Cellular Control Flashcards
What is a gene mutation?
Change in base sequence of dna during dna replication (s phase of interphase)
When are gene mutations more likely to occur?
When exposed to mutagenic agents.
Eg, high energy radiation (UV light) , ionising radiation (gamma and x rays) and deaminating chemicals (carcinogens like mustard gas and cigarette smoke)
What is deletion mutation?
One base is removed, not coded for resulting in frameshift. This changes all subsequent codons and so the polypeptide chain and overall 3d structure of the protein. Harmful or beneficial
What is substitution mutation?
One base is swapped for another. So one codon would be different. Can be neutral or harmful. May code for different AA or the same one due to degenerate nature of genetic code.
What is a silent mutation?
Type of substitution mutation where new codon still codes for same AA. So no overall effect on AA sequence and polypeptide chain
What is an insertion mutation?
A new base is randomly inserted into the DNA sequence. Changes subsequent AA codons = frameshift. Affects ability of polypeptide to function.
What is a missense mutation?
A type of substitution mutation that alters a single AA in polypeptide chain.
E.g Sickle cell anaemia
What is a nonsense mutation?
Mutation creates a premature stop codon so polypeptide chain is incomplete and final protein structure and function is affected.
E.g cystic fibrosis
What mechanisms control gene expression?
Transcription factors. They are proteins that enter the nucleus from the cytoplasm and bind to promoter region of gene in DNA to initiate or inhibit transcription. So, they control protein synthesis. Turning on/off particular genes in a cell is what enables them to become specialised.
What are the 3 stages of regulatory mechanisms
Regulation at the transcriptional level (during transcription)
Regulation at the post-transcriptional level (after transcription)
Regulation at the post-translational level (after translation)
These are controlled by many different regulatory genes.
What is an operon?
A group of simultaneously controlled genes that are either all expressed or not. More common in prokaryotes than eukaryoes.
What does the lac. operon in E.Coli control?
It is a regulatory gene at the transcriptional level. It controls lactase synthesis production to aid in lactose digestion.

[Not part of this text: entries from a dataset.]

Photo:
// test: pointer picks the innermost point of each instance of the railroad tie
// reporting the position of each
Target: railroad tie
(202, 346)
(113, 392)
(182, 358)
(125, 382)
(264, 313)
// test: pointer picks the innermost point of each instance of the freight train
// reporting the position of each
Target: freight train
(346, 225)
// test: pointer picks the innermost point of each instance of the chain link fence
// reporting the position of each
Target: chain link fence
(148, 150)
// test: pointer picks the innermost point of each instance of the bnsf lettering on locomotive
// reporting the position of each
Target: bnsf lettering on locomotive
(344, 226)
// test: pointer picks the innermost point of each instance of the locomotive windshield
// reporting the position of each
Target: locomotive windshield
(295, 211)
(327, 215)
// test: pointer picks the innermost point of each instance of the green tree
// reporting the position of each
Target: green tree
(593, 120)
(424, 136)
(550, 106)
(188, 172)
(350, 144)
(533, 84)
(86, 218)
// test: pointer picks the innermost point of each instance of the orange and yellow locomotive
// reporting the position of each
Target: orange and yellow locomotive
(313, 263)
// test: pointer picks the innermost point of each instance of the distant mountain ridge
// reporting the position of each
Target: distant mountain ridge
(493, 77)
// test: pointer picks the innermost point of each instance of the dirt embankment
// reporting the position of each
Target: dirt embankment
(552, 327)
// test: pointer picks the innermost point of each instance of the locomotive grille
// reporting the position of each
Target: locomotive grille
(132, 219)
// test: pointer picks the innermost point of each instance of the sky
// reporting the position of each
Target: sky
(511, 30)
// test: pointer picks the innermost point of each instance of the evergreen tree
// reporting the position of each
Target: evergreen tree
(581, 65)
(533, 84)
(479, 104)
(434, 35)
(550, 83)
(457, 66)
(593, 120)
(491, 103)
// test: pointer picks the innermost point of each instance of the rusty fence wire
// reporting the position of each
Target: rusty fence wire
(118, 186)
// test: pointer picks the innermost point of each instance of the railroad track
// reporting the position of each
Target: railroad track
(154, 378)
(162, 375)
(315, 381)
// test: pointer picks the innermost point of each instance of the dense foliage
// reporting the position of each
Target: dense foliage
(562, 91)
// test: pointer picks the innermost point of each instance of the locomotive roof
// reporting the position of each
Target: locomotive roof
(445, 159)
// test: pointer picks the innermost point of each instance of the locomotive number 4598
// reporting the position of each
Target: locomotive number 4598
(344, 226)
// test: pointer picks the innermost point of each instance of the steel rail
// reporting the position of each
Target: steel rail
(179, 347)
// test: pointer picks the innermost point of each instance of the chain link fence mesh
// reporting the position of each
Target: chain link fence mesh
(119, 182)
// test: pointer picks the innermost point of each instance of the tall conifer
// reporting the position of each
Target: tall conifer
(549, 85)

What is a structural gene?
A gene that codes for a protein whose function is within a cell.
E.g membrane carriers, hormones and enzymes.
What is a regulatory gene?
A gene that codes for proteins that control the expression of structural genes.
Describe the structure of the lac operon.
Promoter for structural genes
Operator
Structural gene lacZ that codes for lactase
Structural gene lacY that codes for permease (allows lactose into the cell)
Structural gene lacA that codes for transacetylase
Left to the lac operon is:
Promoter for regulatory gene
Regulatory gene lacL that codes for the lac repressor protein which inhibits transcription when lactose isn’t present.